Both Page and Nicholson are alumni of The Bee Course, which Thorp co-taught from 2002-2018. Page completed the course in 2018, and Nicholson in 2015. The nine-day intensive workshop, geared for conservation biologists and pollination ecologists and considered the world's premiere native bee biology and taxonomic course, takes place annually in Portal, Ariz., at the Southwestern Research Station, part of the American Museum of Natural History, N.Y.
In July 2016, Page participated in a "Bumble Bee Blitz" organized by Thorp and the U. S. Fish and Wildlife Service on Mt. Ashland, where, she said, "we searched for Bombus franklini and Bombus occidentalis--two very rare west coast bee species.
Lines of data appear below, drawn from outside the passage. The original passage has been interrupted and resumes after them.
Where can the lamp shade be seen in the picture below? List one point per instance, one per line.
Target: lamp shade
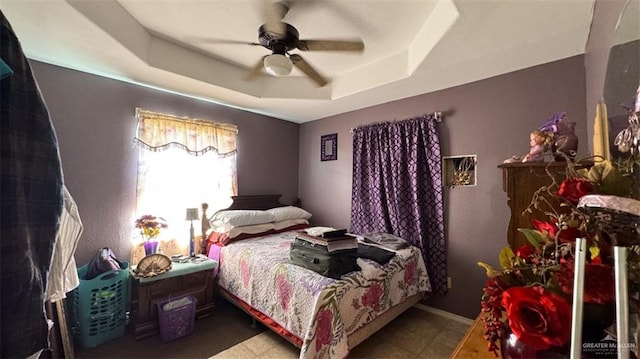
(192, 214)
(278, 65)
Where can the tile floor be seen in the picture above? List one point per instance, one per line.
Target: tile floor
(416, 333)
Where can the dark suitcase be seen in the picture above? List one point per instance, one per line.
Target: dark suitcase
(318, 259)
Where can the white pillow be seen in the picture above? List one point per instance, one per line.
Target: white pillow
(289, 212)
(238, 218)
(288, 223)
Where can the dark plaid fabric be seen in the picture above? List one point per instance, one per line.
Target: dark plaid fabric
(397, 188)
(31, 202)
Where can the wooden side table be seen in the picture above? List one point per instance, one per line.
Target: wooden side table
(473, 345)
(192, 278)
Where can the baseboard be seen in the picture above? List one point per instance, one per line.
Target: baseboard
(457, 318)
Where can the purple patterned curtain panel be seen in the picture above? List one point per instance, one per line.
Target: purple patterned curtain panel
(397, 188)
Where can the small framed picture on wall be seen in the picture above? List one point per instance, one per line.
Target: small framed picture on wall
(329, 147)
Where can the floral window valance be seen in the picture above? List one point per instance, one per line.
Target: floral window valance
(158, 132)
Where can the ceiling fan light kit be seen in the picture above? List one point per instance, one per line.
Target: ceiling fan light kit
(281, 38)
(278, 65)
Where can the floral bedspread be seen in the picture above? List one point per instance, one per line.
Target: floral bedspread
(319, 310)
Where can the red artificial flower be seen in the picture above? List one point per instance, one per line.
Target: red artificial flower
(538, 318)
(525, 251)
(598, 282)
(545, 227)
(574, 188)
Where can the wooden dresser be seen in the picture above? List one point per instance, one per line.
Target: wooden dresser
(194, 279)
(520, 181)
(473, 345)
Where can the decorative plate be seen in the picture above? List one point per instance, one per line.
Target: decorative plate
(153, 265)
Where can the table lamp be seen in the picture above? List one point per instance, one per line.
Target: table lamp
(192, 214)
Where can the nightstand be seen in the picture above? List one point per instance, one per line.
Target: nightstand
(193, 278)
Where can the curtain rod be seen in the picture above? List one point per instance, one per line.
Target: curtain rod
(436, 115)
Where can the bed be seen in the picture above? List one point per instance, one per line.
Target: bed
(324, 317)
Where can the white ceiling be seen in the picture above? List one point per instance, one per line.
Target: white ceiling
(412, 47)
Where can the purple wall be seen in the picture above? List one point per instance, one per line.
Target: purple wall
(491, 119)
(94, 121)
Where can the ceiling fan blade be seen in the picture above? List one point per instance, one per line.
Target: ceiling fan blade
(213, 40)
(273, 13)
(330, 45)
(255, 70)
(304, 66)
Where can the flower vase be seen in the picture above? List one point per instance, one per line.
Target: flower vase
(150, 247)
(565, 141)
(513, 348)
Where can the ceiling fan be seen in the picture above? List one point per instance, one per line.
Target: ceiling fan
(282, 38)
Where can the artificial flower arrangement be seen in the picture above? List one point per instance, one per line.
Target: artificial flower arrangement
(150, 226)
(530, 296)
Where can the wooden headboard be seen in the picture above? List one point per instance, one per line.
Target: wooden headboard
(259, 201)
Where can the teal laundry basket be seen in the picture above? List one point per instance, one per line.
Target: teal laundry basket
(99, 306)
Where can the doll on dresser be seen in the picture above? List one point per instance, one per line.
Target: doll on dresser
(540, 142)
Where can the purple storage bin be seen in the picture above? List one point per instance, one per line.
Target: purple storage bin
(176, 316)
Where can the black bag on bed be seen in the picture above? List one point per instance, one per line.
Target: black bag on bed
(318, 259)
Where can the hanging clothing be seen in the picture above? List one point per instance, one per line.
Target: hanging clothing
(30, 202)
(63, 275)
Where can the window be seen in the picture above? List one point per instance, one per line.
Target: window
(182, 163)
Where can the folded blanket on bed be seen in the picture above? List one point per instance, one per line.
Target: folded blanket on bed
(386, 240)
(374, 253)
We unfortunately did not find B. franklini, which is now recognized as an endangered species under the Endangered Species Act.”
The prized coffee cup features an image of the bee specimen, photographed by Bohart scientist Brennen Dyer, now collections manager, and designed by UC Davis doctoral alumnus Fran Keller, a professor at Folsom Lake College. Previous winners are ineligible to win the prize.
Origins of the Contest. The contest actually originated in 2012 as a little rivalry between the late Professor Thorp and his "posse"--three of his bumble bee aficionados: Allan Jones and Gary Zamzow of Yolo County and yours truly of Solano County.
The Davis folks (Yolo County posse) looked for them in the manzanita bushes in the UC Davis Arboretum and Public Garden. Me? As the sole member of the Solano County posse, I headed over to Benicia to the marina and to the Benicia Capitol State Historic Park grounds. I always see them in December and/or January foraging near the marina on rosemary, and on oxalis, rosemary and jade on or near the state capitol grounds. And once on a rose in downtown Benicia.
In 2017, Jones found both a female and male in the Arboretum. At 2:02 on Jan. 27 to be exact. "After finding and photographing two males just east of the Arboretum's redwood grove, he spotted and photographed a female just west of it," we wrote on our Bug Squad blog.
"Surprising to see males this early in the season," Thorp told us. "Unusual to see males before any workers are on site. Could be from a gyne that overwintered but was not mated before she went into hibernation; or maybe the sperm she received were not viable; or maybe she was unable to release sperm from her spermatheca to some eggs as they passed through her reproductive tract."
"At any rate," the professor told Jones, "you got two firsts for the season at one time."
"I'd pat myself on the back if I were more flexible," Jones replied.
Pats are good. So is the prized coffee cup that awaits the 2023 winner.